When you go into surgery, the last thing you want to wake up to is being surrounded by flames. Fortunately, when that happened to Enrique Ruiz, it wasn’t because he’d died and found himself walking the road to Halifax. Unfortunately, it was because he was on fire.

Ruiz had gone in for a tracheotomy to have a breathing tube inserted. During the procedure, the chief of surgery’s electronic scalpel set off some sparks which came into contact with the oxygen supply, creating a “minor explosion.”

Surgical fires are nothing new in hospitals; the FDA estimates that “550 to 650 surgical fires occur in the United States per year.” No, what’s really disturbing about this fire is that the hospital attempted to cover it up. Even though Ruiz suffered second-degree burns, the surgeon omitted the injuries from the post-surgery report, claiming that the fire had been extinguished “no danger to the patient.” One doctor tried to tell the family it was nothing serious, comparable to a sunburn.
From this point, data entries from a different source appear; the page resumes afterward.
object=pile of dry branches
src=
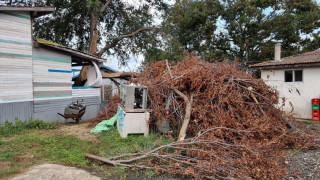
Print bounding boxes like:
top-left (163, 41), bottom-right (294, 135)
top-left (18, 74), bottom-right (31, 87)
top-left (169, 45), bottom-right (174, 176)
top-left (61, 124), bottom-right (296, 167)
top-left (135, 57), bottom-right (313, 179)
top-left (87, 57), bottom-right (313, 179)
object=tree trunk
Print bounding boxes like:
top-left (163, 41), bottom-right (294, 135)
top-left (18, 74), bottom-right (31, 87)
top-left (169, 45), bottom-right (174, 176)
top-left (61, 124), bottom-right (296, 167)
top-left (88, 13), bottom-right (99, 55)
top-left (173, 88), bottom-right (193, 141)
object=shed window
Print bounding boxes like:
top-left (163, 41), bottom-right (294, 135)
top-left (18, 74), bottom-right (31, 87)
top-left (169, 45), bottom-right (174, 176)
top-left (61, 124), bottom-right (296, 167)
top-left (284, 70), bottom-right (303, 82)
top-left (294, 70), bottom-right (302, 82)
top-left (284, 70), bottom-right (293, 82)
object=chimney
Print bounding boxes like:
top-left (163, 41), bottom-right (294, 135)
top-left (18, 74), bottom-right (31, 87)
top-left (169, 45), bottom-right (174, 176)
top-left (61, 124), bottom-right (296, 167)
top-left (274, 43), bottom-right (281, 61)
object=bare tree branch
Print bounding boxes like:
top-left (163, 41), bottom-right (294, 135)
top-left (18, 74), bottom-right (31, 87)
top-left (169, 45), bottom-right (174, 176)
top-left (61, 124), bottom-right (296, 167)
top-left (100, 0), bottom-right (112, 12)
top-left (98, 26), bottom-right (157, 57)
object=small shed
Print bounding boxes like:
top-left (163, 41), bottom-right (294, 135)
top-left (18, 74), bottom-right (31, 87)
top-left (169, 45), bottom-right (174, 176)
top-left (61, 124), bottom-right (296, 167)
top-left (250, 44), bottom-right (320, 119)
top-left (0, 7), bottom-right (105, 122)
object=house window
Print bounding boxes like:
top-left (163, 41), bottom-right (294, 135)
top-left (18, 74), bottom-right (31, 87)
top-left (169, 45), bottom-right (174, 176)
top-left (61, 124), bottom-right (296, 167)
top-left (294, 70), bottom-right (302, 82)
top-left (284, 70), bottom-right (303, 82)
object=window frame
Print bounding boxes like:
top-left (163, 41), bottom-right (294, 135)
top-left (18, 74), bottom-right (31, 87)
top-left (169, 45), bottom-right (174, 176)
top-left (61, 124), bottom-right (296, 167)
top-left (283, 69), bottom-right (304, 83)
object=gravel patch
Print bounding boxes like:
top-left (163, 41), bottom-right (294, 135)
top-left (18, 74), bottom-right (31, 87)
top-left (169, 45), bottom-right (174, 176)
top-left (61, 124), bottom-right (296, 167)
top-left (283, 151), bottom-right (320, 180)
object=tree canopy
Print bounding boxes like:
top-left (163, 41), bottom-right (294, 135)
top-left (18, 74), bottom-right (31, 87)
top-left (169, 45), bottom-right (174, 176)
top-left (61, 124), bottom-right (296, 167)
top-left (3, 0), bottom-right (166, 62)
top-left (2, 0), bottom-right (320, 67)
top-left (146, 0), bottom-right (320, 66)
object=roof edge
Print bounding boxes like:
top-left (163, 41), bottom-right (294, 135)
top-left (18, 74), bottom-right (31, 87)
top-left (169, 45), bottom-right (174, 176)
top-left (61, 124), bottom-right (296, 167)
top-left (0, 6), bottom-right (54, 13)
top-left (248, 62), bottom-right (320, 70)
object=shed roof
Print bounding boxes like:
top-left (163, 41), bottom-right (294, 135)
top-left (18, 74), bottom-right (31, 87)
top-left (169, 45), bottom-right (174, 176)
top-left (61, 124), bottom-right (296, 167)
top-left (250, 49), bottom-right (320, 69)
top-left (35, 39), bottom-right (106, 63)
top-left (0, 6), bottom-right (54, 18)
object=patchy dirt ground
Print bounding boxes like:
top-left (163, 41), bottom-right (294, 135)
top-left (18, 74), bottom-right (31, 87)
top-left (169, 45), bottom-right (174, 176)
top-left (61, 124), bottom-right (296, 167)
top-left (0, 121), bottom-right (320, 180)
top-left (284, 120), bottom-right (320, 180)
top-left (11, 164), bottom-right (101, 180)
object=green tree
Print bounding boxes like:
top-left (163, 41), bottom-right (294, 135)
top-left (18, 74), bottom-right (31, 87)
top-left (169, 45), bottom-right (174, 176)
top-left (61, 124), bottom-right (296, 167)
top-left (7, 0), bottom-right (166, 63)
top-left (145, 0), bottom-right (222, 62)
top-left (146, 0), bottom-right (320, 67)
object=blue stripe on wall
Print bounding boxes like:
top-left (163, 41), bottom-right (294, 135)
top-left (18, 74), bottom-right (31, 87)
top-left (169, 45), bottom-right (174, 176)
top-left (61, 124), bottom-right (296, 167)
top-left (48, 69), bottom-right (72, 73)
top-left (32, 55), bottom-right (71, 63)
top-left (0, 52), bottom-right (32, 58)
top-left (0, 11), bottom-right (31, 20)
top-left (0, 39), bottom-right (31, 46)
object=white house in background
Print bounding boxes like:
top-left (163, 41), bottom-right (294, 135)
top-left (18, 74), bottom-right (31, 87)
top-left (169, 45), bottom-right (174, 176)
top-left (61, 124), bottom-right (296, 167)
top-left (250, 44), bottom-right (320, 119)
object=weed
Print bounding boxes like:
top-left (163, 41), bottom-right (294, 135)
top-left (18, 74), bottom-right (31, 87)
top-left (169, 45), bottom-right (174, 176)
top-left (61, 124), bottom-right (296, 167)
top-left (144, 170), bottom-right (156, 178)
top-left (289, 149), bottom-right (302, 156)
top-left (0, 118), bottom-right (58, 137)
top-left (99, 129), bottom-right (170, 157)
top-left (0, 124), bottom-right (170, 179)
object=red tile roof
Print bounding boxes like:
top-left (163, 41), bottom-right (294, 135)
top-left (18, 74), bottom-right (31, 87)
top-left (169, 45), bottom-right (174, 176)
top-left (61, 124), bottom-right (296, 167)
top-left (250, 49), bottom-right (320, 68)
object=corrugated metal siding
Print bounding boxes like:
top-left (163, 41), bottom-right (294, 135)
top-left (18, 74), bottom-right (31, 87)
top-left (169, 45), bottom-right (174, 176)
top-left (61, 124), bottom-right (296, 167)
top-left (32, 48), bottom-right (72, 100)
top-left (72, 88), bottom-right (100, 98)
top-left (0, 11), bottom-right (33, 103)
top-left (0, 101), bottom-right (33, 123)
top-left (72, 96), bottom-right (100, 106)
“It’s a burn burn!” Ruiz’s brother shot back. “He’s in pain!”

A Miracle Window Washer

Brothers Edgar and Alcides Moreno were 47 stories high washing the windows of a New York City skyscraper when their platform broke and plummeted to the streets below. The brothers fell some 500 feet, reaching an estimated speed of 124 mph. Edgar died on impact. Alcides survived and was rushed to the hospital, where he underwent nine orthopedic operations.

During his stay in the hospital, his wife visited every day and lifted his hand to stroke her face, hoping it would trigger something in him and wake him up. In a scene straight out of a Hallmark Channel original movie, Alcides gained consciousness enough on Christmas Day to reach out for himself—accidently stroking a nurse’s face, not his wife’s.
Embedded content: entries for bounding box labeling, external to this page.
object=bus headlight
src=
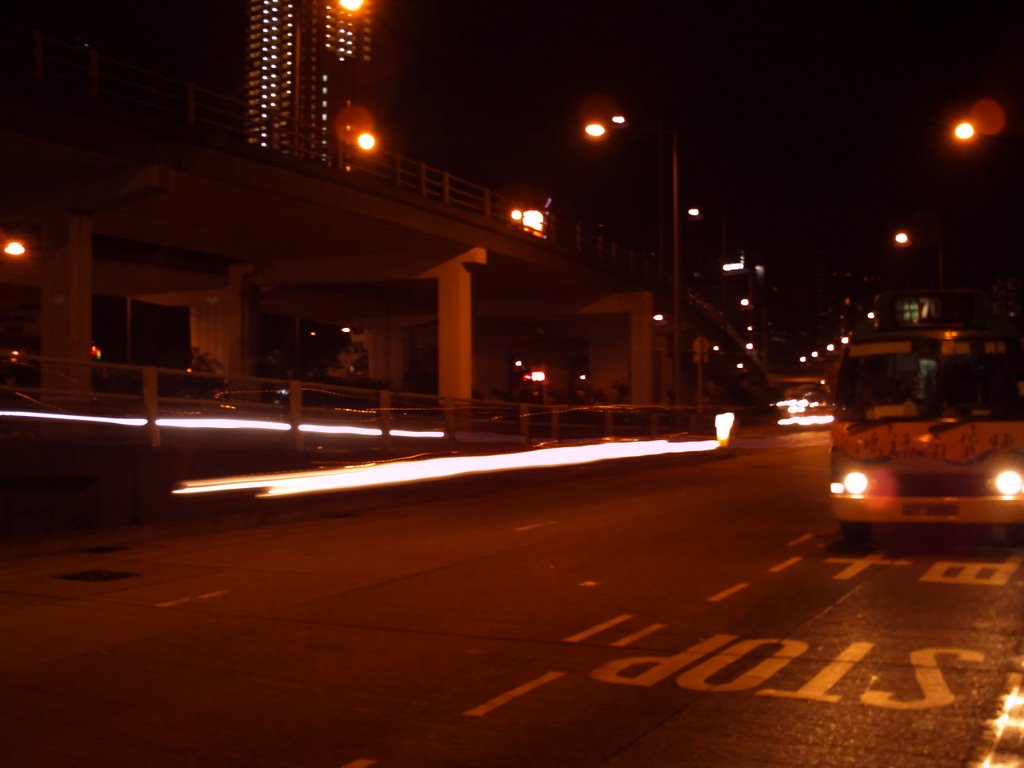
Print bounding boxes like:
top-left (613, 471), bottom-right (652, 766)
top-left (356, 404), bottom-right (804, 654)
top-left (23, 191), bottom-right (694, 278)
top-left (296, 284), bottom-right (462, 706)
top-left (994, 469), bottom-right (1024, 496)
top-left (833, 472), bottom-right (867, 496)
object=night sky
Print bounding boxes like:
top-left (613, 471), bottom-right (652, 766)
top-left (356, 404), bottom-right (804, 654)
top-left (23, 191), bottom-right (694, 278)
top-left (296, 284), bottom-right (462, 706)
top-left (0, 0), bottom-right (1024, 331)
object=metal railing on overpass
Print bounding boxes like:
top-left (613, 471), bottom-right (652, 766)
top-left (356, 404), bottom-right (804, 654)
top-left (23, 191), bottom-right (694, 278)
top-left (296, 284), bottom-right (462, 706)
top-left (0, 354), bottom-right (734, 453)
top-left (0, 22), bottom-right (666, 285)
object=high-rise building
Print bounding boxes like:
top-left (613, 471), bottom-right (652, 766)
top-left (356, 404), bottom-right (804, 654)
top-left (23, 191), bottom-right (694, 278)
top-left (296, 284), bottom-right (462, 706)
top-left (246, 0), bottom-right (372, 159)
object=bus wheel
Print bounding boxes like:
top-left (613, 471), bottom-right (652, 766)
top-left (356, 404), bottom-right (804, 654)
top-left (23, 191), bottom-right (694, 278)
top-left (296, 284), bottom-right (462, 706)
top-left (839, 520), bottom-right (871, 544)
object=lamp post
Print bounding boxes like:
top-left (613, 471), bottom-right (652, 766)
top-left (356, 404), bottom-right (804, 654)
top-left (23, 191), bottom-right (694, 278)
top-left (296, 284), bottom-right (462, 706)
top-left (893, 229), bottom-right (945, 290)
top-left (584, 115), bottom-right (683, 404)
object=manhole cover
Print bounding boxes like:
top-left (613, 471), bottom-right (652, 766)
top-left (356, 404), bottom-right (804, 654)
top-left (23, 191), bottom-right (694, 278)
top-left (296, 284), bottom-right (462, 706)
top-left (56, 570), bottom-right (139, 582)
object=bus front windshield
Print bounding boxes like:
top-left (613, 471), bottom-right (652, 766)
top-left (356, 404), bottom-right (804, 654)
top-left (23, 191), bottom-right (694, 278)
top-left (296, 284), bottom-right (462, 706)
top-left (836, 339), bottom-right (1024, 421)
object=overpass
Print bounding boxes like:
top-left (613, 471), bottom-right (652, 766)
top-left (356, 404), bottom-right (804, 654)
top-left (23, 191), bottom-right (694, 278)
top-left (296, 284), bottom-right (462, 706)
top-left (0, 20), bottom-right (764, 403)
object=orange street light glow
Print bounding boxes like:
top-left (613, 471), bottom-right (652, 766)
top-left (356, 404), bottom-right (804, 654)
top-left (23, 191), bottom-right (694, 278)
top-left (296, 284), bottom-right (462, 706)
top-left (355, 132), bottom-right (377, 152)
top-left (953, 120), bottom-right (975, 141)
top-left (3, 240), bottom-right (27, 256)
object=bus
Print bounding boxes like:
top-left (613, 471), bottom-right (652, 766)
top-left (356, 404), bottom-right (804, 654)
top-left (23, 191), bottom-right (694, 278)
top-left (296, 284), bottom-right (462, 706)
top-left (830, 290), bottom-right (1024, 541)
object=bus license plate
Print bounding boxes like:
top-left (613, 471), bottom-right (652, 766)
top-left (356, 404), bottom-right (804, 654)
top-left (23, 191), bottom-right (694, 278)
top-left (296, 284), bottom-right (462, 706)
top-left (903, 502), bottom-right (959, 517)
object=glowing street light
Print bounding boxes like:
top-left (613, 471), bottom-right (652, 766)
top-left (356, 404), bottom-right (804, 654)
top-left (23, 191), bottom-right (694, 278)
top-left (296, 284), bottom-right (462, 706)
top-left (584, 115), bottom-right (679, 404)
top-left (3, 239), bottom-right (29, 258)
top-left (953, 120), bottom-right (977, 141)
top-left (509, 208), bottom-right (545, 238)
top-left (893, 229), bottom-right (945, 288)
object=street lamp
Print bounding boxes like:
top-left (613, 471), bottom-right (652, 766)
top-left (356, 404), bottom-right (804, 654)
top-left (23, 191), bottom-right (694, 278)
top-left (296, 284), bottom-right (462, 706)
top-left (584, 115), bottom-right (683, 404)
top-left (893, 229), bottom-right (945, 289)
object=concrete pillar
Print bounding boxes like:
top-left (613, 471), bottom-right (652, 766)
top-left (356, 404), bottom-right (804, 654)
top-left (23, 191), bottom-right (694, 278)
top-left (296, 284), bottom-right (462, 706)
top-left (581, 291), bottom-right (654, 404)
top-left (420, 248), bottom-right (487, 399)
top-left (40, 215), bottom-right (92, 389)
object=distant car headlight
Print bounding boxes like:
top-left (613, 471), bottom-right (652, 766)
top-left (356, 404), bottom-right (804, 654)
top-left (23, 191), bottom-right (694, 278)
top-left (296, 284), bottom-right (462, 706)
top-left (843, 472), bottom-right (867, 496)
top-left (995, 469), bottom-right (1024, 496)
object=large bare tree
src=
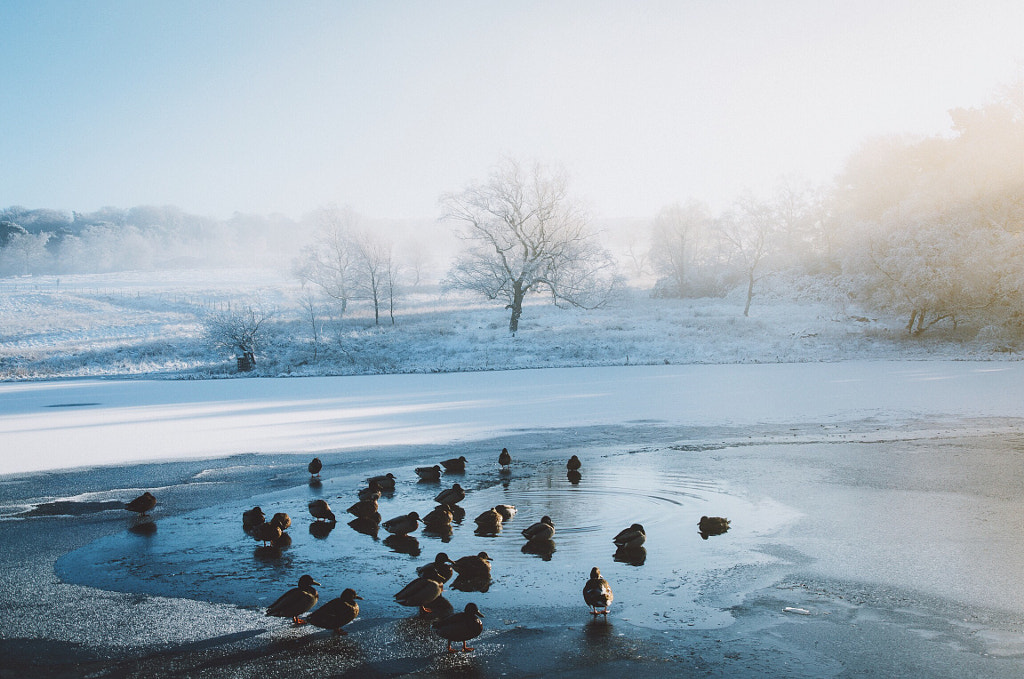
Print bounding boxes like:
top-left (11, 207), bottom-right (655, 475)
top-left (441, 160), bottom-right (618, 333)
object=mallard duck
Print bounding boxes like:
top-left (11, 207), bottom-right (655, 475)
top-left (434, 603), bottom-right (483, 653)
top-left (309, 500), bottom-right (337, 523)
top-left (611, 523), bottom-right (647, 549)
top-left (583, 566), bottom-right (613, 616)
top-left (416, 552), bottom-right (455, 584)
top-left (356, 481), bottom-right (382, 502)
top-left (381, 512), bottom-right (420, 536)
top-left (242, 507), bottom-right (266, 531)
top-left (434, 483), bottom-right (466, 505)
top-left (452, 552), bottom-right (490, 578)
top-left (522, 516), bottom-right (555, 542)
top-left (697, 516), bottom-right (729, 540)
top-left (367, 472), bottom-right (394, 491)
top-left (266, 576), bottom-right (319, 625)
top-left (416, 465), bottom-right (441, 481)
top-left (394, 577), bottom-right (444, 613)
top-left (306, 587), bottom-right (362, 634)
top-left (253, 523), bottom-right (283, 547)
top-left (423, 505), bottom-right (453, 529)
top-left (345, 500), bottom-right (380, 518)
top-left (495, 505), bottom-right (516, 521)
top-left (441, 455), bottom-right (466, 474)
top-left (475, 509), bottom-right (505, 533)
top-left (125, 491), bottom-right (157, 516)
top-left (269, 512), bottom-right (292, 532)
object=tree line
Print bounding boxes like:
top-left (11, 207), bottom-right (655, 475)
top-left (0, 83), bottom-right (1024, 342)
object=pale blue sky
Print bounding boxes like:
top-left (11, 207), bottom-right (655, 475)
top-left (0, 0), bottom-right (1024, 218)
“Fifty percent of people who fall four to five stories die,” said Dr. Sheldon Teperman, director of trauma and critical-care surgery at Jacobi Medical Center in The Bronx. “By the time you reach 10 or 11 stories, just about everyone dies.” Alcides not only survived but made a full recovery; today he enjoys taking part in walks for charity.

Dr. Philip S. Barie, the chief of the division of critical care at New York-Presbyterian/Weill Cornell Medical Center in Manhattan, told the press, “If you are a believer in miracles, this would be one.”